Philosophy teaches students how to pose meaningful questions, inspect and scrutinize our held beliefs, and work out our own ideas with care and rigor. You must wonder how I know this. The answer lies within a name: Professor Kevin White and his extra-curricular club. The one I joined last year, two weeks after learning about my disorder.

My diagnosis ignited this domino effect palooza, triggering one shitty event after another.

First one being the demise of my social life as I knew it. Maybe it was the way I spoke now, as if I made my words out of cotton; fluffy staple fibers threaded in them. They grow in a protective case—my wacko mind. My classmates are at a loss as to what to say next if I burst them out without careful filtering.

Next in line came the massive weight loss situation, which resulted in loads of time spent listening to Anamathea's advice on how black was the new me. She droned on and on inside my head; I listened and obliged.

This new 'diagnosed', washed-out version of myself looks like an episode of "What Not to Wear" reality show gone wrong where Stacy London and Clinton Kelly bail on my insane ass. The girl who wore colorful, patterned tees, and skirts, disappeared one day. An unkempt, oversized doppelgänger replaced her. No one knows where Imogen went to or why.

After a while, my former friends understood that's how it was going to be from now on, and they never asked questions or cared to follow me down that path. Kass did because she's a sunshine and special and I love her, okay? The rest of the high school universe wasn't that diplomatic.

Whenever I walk into a class, I'm looked at as if I were that oily, dark goo that ships dump in the ocean. Liquid poison. Too sticky to get your hands dirty in helping to clean out that mess.

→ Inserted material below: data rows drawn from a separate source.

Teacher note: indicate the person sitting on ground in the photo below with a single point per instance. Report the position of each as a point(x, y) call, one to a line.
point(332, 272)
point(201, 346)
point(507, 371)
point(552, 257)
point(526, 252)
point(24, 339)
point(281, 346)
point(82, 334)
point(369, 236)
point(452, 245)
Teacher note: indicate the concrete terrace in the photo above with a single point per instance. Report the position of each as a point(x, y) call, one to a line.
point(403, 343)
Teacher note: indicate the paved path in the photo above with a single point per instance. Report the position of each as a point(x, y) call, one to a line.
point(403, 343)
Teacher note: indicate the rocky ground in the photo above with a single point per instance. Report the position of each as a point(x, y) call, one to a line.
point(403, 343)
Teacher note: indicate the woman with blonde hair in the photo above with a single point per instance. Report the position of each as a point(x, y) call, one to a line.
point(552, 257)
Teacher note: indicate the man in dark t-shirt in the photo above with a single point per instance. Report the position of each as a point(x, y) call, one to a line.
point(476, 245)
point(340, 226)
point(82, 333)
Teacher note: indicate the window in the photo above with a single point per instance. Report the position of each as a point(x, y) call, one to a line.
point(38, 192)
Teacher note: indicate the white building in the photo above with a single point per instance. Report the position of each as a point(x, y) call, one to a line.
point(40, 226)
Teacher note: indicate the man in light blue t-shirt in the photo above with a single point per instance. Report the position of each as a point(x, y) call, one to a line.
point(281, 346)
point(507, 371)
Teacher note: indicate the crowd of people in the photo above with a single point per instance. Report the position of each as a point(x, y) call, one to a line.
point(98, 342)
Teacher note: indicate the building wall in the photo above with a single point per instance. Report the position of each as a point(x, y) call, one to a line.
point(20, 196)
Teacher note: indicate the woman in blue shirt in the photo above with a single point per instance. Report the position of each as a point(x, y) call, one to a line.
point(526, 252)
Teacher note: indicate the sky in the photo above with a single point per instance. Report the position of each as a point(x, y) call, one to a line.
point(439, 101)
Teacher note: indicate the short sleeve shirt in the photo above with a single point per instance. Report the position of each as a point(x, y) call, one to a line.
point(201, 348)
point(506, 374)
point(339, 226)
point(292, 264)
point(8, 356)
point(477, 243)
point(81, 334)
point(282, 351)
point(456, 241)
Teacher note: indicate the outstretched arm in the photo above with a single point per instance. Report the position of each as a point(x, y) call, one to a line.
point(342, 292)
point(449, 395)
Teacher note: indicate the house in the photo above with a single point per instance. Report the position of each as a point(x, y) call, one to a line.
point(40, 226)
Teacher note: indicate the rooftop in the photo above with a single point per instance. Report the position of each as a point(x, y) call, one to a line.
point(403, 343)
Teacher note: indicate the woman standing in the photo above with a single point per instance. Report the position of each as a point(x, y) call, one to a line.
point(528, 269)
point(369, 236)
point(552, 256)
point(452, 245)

If I didn't know better, I'd say being an outcast is pretty cool. But I know better. I can't help but think I've missed the how-to-be-normal memo, and that's why my life went bananas.

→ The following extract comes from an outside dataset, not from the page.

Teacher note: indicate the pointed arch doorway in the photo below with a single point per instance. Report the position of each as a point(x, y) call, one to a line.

Before I knew it, I had loads of time in my hands. Free periods were about hanging out with your friends, making out in bathroom stalls or hiding in the library also to make out. I was doing zero of those things, hence why after fifteen days of wandering the hallways I found a pamphlet, stuck to the notice board with a yellow, twisted pin. I ignored the winged, scarlet lizard chewing bits of its left corner. I don't even bother double checking if it's real. A reptile nomming on the school's pin board papers is the exact sort of thing my freakish mind loves cooking up.

From the second I walked in on Professor White talking about 'free will' and the appreciation of life, I knew I'd found my pond. Plenty of weird tadpoles in it, too.

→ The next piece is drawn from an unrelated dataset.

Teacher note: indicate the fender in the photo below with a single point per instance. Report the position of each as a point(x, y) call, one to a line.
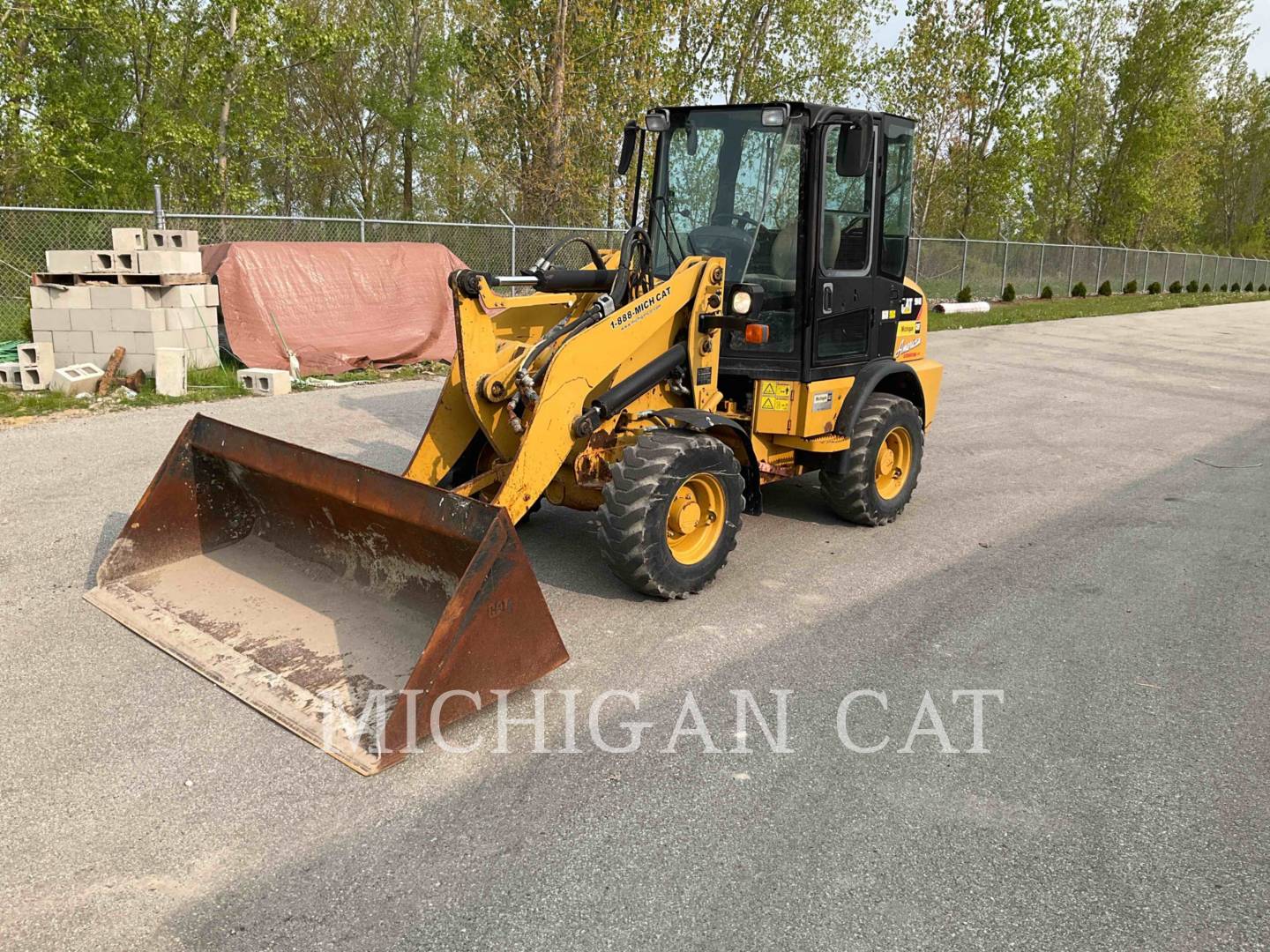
point(727, 430)
point(886, 375)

Thomas Stevenson, for instances. He wears shorts when it's freezing outside and has a massive crush on his fungi garden, which he grows on his father's beer fridge. How is he not homeless by now? A total mystery. Cringey as hell, yet alluring. The guy can go hours praising damn spores.

Leia Martinez is another cool one. She needs to count the steps she takes anywhere and do her rituals every time she gets in the classroom. Today is no different. Lights go on and off three times and we know she's arrived a bit late—seven minutes to be precise—to the club gathering in the former now forgotten art's room.

The place is perfect for us. A combination of half-assed statues in impossible postures, some even wearing strange attire, plus a sofa area with cushions for days and an eating area where we share Professor's White famous banana bread and Timothy's cinnamon buns.